“Rare angon ngigelang layang-layang, sambilang ya matembang, ngibur hatine liang”
PETIKAN tersebut merupakan lagu yang berjudul “Rare Angon” dari MR.Botak. Lagu yang menggambarkan para pelayang Bali itu berkumandang di carik Gagadon, Beringkit, Mengwi, Badung, sejak pukul 08.00 pagi.
Kepulan asap dupa dan sajian pejati telah dihaturkan oleh Jero Mangku Penghulu, lomba layang-layang STSJ Kite Festival III pun siap untuk dilaksanakan. Festival layang-layang tradisional ini merupakan perlombaan kali ketiga yang dilaksanakan Sekaa Truna Satrya Jaya, Banjar Menak, Beringkit, Mengwi. Perlombaan pertama kali digelar pada tahun 2019, berselang dua tahun, tepat 2021 festival ini kembali digelar.
Layangan Janggan pada STSJ Kite Festival III| Foto: Dok. Panitia
Tiga tahun kemudian, atas restu Tuhan festival ini dapat kembali digelar, walau penuh dengan rintangan. Festival kali ini terbilang merupakan festival dengan kategori dan seri yang lebih bervariasi. Kategori dalam lomba layang-layang tradisonal Bali meliputi setidaknya empat kategori pokok atau wajib. Yakni kategori layangan Bebean, pecukan, dan janggan.
Ketiga jenis layangan tersebut kembali dilombakan ke dalam beberapa seri pada perlombaan yang dilaksanakan tanggal 29 September 2024 ini, yakni seri plastik atau remaja dengan kisaran ukuran 1,5 meter hingga 2,5 meter. Sedangkan untuk kategori kain atau dewasa jatuh pada ukuran 2,5 meter, 3,5 meter, dan 5 meter. Ukurannya diambil dari guan atau bagian sayap dari layang-layang itu sendiri. Selain ketiga jenis layangan itu, terdapat beberapa kategori baru dalam perlombaan kali ini.
Layangan Bebean | Foto: Dok. Panitia
Beberapa di antaranya adalah janggan buntut, cotekan, cotek blolong, dankaplik.
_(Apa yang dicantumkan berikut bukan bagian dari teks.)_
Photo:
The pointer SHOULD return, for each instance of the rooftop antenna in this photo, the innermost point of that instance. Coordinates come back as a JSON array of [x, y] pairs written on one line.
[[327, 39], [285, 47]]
Janggan buntut merupakan layangan kreasi baru yang mengadopsi dari rupa layangan janggan namun dengan ekor yang cenderung pendek. Karena rupa dari ekornya yang menyerupai angsa atau bebek tak jarang pada bagian kokondo atau kepala dari layangan ini dihiasi dengan tapel paksi atau burung.
Sedangkan cotek blolong merupakan jenis layangan asli daerah Mengwi yang terinspirasi dari layangan cotekan biasa namun dengan kepes atau ekor yang lebih pendek, serta memiliki sirip yang lebih pendek.
Layangan Janggan Buntut | Foto: Dok. Panitia
Layang-layang kaplik merupakan jenis layangan yang mengadopsi rupa dari layangan beban. Namun bentuknya sudah diinovasi dengan kepes atau ekor yang lebih kurus, tanpa sirip tambahan. Beberapa layangan seperti janggan, bebean, janggan buntut, pecukan, dan kaplik ditambahkan guwangan. Guwangan merupakan bagian dari layangan yang dapat menciptakan suara pada saat diterpa angin.
Suara yang ditimbulkan bersumber dari pita guwangan yang dibuat dari aneka bahan, seperti penyalin, kampil, pita, dan ibus. Dari sekian bahan yang digunakan masih tergantung dari seberapa pintar si pembuat guwangan itu. Sehingga ini pun menjadi kategori penilaian yang amat penting.
Layangan Cotekan Blolong | Foto: Dok. Panitia
Menurut salah satu juri pantau, yakni Bli Rah Ramon, setidaknya ada empat kategori pokok yang dinilai. Seperti kombinasi warna penukub, onyahan atau egolan layangan saat di udara, suara guwangan, bentuk layang-layang, posisi saat di udara, kerjasama saat menaikan dan menurunkan layangan. Dalam memberikan aba-aba kepada para peserta pemandu perlombaan akan memberikan komando dan isyarat dengan bendera. Bendera yang digunakan terbagi dalam tiga warna.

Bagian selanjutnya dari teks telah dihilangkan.